Lebih dari itu, kata Eben, ada banyak sekali pasal dalam RUU Penyiaran yang bermasalah. Contohnya soal hilangnya aturan terkait kepemilikan media, pasal yang membahayakan demokratisasi konten, kemudian pasal yang mengancam perlindungan terhadap kelompok minoritas.

Eben juga mengungkapkan, RUU Penyiaran ini juga berpotensi mengancam independensi jurnalis dan media.

“Revisi ini dapat digunakan untuk menekan media agar berpihak kepada pihak-pihak tertentu, yang merusak independensi media dan keberimbangan pemberitaan, seperti termuat dalam draf Pasal 51E,” kata Eben.

Munculnya pasal bermasalah yang mengekang kebebasan berekspresi berpotensi akan menghilangkan lapangan kerja pekerja kreatif. Seperti tim konten Youtube, podcast, pegiat media sosial dan lain sebagainya

“Kami menuntut dan menyerukan memastikan bahwa setiap regulasi yang dibuat harus sejalan dengan prinsip-prinsip demokrasi dan kebebasan pers. Menyerukan agar seluruh insan pers, pekerja kreatif dan pegiat media sosial di Surabaya khususnya, untuk turut serta menolak RUU Penyiaran ini.
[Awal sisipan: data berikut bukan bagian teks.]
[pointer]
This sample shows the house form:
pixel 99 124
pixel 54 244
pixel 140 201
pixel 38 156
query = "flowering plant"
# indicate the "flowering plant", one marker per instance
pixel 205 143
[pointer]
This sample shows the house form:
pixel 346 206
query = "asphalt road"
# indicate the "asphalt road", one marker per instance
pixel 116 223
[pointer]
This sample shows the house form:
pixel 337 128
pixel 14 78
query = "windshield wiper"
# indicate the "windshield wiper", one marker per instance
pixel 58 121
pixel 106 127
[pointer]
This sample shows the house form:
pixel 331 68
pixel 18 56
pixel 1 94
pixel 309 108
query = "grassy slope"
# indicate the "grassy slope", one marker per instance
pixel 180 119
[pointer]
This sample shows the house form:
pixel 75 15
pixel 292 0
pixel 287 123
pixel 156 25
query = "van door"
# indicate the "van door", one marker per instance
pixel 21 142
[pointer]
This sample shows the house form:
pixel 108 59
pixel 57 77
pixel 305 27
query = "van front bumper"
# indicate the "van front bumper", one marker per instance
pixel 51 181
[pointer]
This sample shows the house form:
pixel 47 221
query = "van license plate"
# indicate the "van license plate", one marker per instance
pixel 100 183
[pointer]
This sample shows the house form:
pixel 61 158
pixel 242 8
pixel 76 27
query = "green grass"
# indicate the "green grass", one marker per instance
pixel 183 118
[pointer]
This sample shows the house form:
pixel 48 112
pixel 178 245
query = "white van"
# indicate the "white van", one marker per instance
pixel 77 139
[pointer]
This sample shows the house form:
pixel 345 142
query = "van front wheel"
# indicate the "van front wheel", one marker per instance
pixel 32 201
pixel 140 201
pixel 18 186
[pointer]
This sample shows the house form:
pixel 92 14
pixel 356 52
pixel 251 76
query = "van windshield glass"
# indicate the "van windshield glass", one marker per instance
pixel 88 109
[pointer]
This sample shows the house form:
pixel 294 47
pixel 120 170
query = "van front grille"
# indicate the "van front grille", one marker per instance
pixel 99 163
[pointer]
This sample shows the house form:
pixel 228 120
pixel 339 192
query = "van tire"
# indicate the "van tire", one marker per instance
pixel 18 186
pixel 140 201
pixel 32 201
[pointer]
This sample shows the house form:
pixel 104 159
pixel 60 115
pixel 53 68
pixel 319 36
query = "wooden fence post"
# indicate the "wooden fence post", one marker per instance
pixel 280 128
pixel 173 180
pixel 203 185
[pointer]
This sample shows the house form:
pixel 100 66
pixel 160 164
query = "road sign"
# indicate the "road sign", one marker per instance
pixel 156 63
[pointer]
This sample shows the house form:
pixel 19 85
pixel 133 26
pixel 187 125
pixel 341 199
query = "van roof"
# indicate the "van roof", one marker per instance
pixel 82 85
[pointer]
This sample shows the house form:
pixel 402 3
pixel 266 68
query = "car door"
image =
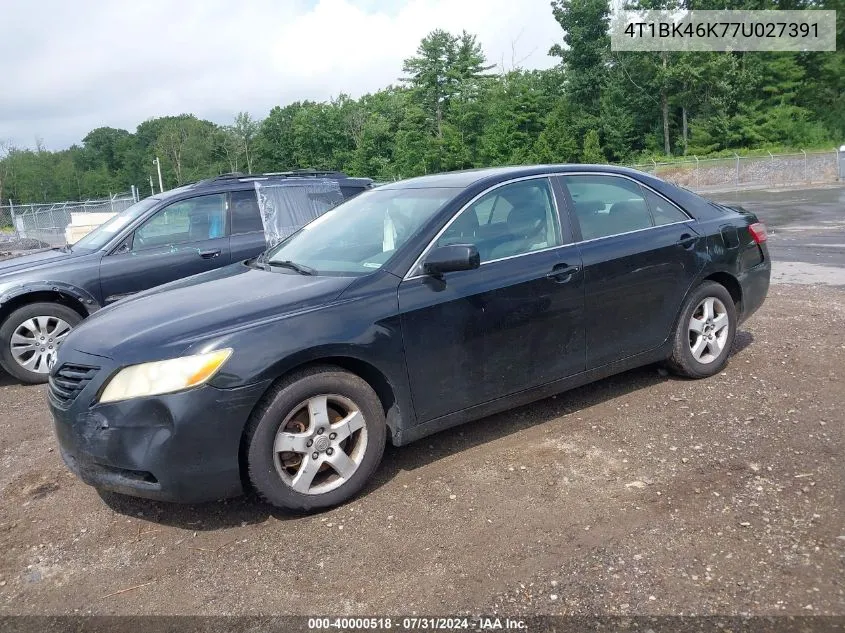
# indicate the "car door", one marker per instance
pixel 511 324
pixel 185 238
pixel 640 255
pixel 247 239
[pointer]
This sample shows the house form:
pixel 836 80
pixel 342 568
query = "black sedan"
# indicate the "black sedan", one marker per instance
pixel 409 309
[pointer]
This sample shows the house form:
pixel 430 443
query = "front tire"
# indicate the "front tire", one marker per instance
pixel 315 439
pixel 705 332
pixel 30 338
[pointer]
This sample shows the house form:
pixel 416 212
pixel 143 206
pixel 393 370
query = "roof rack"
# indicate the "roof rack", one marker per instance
pixel 296 173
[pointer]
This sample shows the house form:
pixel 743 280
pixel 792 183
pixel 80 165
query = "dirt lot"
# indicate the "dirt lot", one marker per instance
pixel 639 494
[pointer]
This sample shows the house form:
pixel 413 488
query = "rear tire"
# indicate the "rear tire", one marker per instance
pixel 30 338
pixel 704 333
pixel 315 439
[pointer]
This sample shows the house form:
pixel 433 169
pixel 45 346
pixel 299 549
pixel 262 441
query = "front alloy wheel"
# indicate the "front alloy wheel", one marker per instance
pixel 321 444
pixel 31 336
pixel 315 439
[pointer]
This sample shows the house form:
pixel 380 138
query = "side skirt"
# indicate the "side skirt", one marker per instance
pixel 403 436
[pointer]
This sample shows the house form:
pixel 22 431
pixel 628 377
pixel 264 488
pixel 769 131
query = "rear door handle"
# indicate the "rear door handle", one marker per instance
pixel 687 241
pixel 562 273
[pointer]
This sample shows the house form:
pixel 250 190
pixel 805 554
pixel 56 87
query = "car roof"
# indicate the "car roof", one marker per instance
pixel 235 181
pixel 491 175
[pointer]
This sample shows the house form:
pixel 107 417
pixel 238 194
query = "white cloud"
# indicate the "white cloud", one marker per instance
pixel 68 67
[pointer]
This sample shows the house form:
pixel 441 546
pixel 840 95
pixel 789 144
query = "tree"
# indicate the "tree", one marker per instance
pixel 245 130
pixel 592 150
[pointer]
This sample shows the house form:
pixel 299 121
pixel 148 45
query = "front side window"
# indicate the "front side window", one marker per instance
pixel 104 233
pixel 246 216
pixel 361 234
pixel 607 205
pixel 513 219
pixel 193 220
pixel 663 211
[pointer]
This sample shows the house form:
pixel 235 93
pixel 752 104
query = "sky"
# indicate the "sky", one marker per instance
pixel 69 67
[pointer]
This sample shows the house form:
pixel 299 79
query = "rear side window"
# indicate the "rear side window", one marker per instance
pixel 246 217
pixel 607 205
pixel 663 211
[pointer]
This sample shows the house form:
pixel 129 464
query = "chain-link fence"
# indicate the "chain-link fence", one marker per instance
pixel 35 225
pixel 742 172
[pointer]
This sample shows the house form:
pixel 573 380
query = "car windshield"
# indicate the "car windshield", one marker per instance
pixel 360 235
pixel 100 236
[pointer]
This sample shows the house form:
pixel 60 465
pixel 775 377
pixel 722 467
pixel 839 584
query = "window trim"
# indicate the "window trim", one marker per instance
pixel 547 177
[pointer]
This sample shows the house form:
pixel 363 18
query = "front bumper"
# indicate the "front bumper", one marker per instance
pixel 181 447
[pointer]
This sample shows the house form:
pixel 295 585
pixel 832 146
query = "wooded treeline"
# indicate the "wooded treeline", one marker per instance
pixel 450 110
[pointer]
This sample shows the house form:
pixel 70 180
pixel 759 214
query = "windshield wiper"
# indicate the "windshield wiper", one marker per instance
pixel 302 270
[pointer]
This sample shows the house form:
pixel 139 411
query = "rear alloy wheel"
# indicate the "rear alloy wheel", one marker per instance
pixel 705 332
pixel 315 440
pixel 31 337
pixel 708 330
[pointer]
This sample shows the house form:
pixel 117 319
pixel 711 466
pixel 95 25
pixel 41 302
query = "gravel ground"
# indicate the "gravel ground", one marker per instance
pixel 639 494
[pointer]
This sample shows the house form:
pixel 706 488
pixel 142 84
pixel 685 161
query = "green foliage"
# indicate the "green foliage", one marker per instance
pixel 450 112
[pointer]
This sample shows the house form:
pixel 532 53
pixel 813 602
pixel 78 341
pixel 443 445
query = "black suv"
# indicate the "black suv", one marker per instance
pixel 175 234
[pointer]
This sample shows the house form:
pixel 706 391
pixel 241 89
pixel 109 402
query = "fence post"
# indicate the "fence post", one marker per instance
pixel 737 170
pixel 18 236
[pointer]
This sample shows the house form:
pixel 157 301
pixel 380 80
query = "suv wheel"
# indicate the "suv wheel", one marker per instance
pixel 315 439
pixel 30 338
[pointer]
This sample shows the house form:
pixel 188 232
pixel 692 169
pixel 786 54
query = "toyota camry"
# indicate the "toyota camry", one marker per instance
pixel 413 307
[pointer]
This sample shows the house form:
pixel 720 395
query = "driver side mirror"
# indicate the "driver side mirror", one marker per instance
pixel 446 259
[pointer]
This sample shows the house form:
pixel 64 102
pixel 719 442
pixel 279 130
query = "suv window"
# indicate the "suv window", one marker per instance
pixel 607 205
pixel 193 220
pixel 246 216
pixel 511 220
pixel 663 211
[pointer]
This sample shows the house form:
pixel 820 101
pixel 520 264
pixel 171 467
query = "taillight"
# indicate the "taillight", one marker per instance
pixel 758 232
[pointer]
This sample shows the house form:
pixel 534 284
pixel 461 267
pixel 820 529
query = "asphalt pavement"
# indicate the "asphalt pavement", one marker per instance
pixel 806 230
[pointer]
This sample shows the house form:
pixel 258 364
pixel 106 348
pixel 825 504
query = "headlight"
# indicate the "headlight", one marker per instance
pixel 164 376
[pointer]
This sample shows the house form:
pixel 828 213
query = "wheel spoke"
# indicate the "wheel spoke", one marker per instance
pixel 23 343
pixel 290 442
pixel 31 363
pixel 721 321
pixel 42 324
pixel 61 330
pixel 318 413
pixel 342 464
pixel 29 326
pixel 696 325
pixel 348 425
pixel 305 475
pixel 698 348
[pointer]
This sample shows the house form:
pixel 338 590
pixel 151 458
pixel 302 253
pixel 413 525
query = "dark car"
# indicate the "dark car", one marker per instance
pixel 409 309
pixel 182 232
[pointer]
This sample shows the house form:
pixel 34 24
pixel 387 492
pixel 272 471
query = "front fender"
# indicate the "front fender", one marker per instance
pixel 85 298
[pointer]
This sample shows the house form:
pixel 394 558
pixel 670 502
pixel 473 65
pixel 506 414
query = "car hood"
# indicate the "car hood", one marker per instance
pixel 36 260
pixel 162 322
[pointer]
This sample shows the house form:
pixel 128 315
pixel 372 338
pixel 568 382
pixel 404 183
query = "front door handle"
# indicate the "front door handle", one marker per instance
pixel 562 273
pixel 686 241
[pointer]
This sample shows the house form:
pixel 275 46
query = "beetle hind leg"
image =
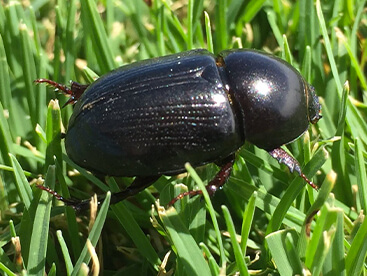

Kami percaya bahwa kebebasan pers dan kebebasan berekspresi adalah hak asasi manusia yang harus dijaga dan dilindungi,” ungkapnya.

Di sisi lain, Koordinator Kontras Surabaya, Fatkhul Khoir menduga RUU Penyiaran ini bakal jadi alat pemerintah untuk melemahkan praktik demokrasi di Indonesia.

“Revisi UU Penyiaran ini kami menduga bahwa ini adalah upaya dari rezim Jokowi di akhir periodenya sengaja memberikan kado buruk untuk membungkam praktik demokrasi di Indonesia,” kata Fatkhul.

RUU Penyiaran, kata dia, patut diduga menjadi upaya pemerintah untuk membangkitkan semangat Orde Baru. Misalnya dengan pasal yang dengan jelas melarang penayangan eksklusif jurnalisme investigasi dan sejumlah pasal lainnya.